抄録
培養液濃度および通気条件が水耕トマト苗の乾物生産および分配に及ぼす影響を調査し, 水耕トマトの栄養生長コントロールのための要因を究明する目的で実験を行った.
培養液濃度の影響は, 4倍濃度区までは, 培養液濃度が高まるにつれて乾物生産が増加したが, 最も高濃度の8倍区では高浸透圧の影響で生長が著しく減少した.各器官への乾物分配率は培養液濃度が薄いほど茎で低く, 根で高くなるため, S/R比は低く, L/S比は高い苗となった.植物体内の窒素含有率は, 各器官とも処理濃度による差がみられ, 4倍濃度までは, 葉中窒素含有率はCGRおよびLAIと高い相関関係を示した.

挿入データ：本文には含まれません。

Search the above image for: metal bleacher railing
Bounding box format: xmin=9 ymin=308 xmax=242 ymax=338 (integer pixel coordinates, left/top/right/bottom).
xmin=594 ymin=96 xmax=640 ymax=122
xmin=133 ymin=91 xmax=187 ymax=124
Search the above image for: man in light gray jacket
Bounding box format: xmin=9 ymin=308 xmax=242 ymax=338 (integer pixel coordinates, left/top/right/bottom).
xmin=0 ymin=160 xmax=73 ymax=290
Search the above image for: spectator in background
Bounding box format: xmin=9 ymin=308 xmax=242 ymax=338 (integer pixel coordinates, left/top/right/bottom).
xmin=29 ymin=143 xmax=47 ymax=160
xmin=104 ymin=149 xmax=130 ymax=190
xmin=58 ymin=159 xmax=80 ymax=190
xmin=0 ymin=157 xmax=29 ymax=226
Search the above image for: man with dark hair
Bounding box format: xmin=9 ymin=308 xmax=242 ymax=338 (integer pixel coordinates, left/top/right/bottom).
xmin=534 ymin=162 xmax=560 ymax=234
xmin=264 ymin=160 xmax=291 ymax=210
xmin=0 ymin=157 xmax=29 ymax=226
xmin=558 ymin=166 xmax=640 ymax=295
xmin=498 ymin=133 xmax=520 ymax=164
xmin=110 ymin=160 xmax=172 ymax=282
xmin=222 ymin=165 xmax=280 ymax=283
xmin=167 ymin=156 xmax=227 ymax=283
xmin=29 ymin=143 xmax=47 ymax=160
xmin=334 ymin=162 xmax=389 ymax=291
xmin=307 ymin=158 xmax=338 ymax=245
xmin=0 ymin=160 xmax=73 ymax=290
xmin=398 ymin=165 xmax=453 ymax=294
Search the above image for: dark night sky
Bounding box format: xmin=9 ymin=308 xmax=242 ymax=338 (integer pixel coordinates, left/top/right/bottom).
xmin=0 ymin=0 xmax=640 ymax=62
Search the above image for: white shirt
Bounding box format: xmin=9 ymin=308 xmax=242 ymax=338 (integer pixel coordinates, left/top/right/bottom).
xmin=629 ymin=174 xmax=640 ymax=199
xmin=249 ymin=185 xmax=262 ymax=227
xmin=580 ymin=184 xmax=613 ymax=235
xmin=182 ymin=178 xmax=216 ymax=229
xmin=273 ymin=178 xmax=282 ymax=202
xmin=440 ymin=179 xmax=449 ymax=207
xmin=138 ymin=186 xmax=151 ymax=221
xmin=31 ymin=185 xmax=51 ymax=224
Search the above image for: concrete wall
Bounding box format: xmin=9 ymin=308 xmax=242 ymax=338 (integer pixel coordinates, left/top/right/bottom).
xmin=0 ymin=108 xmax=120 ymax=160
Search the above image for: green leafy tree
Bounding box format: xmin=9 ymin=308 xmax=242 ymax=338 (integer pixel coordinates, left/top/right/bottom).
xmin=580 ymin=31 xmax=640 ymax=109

通気時間によってトマト苗の生長は著しい差がみられたが, 乾物分配率において, 夜間通気区と無通気区で茎への分配率が高くなり, 根への分配率が低くなって, S/R比は高くなった.葉中N含有率は通気処理によって各器官とも影響されなかった.以上から, 培養液濃度処理では1/4および8倍濃度で, 通気時間処理では無通気および夜間通気で栄養生長は著しく抑制されたが, 8倍, 無通気および夜間通気では根に直接ストレスが与えられ, 生長回復の遅延が生じるのでS/R比が低い低濃度の培養液による栄養生長コントロールが望ましいと考えられる.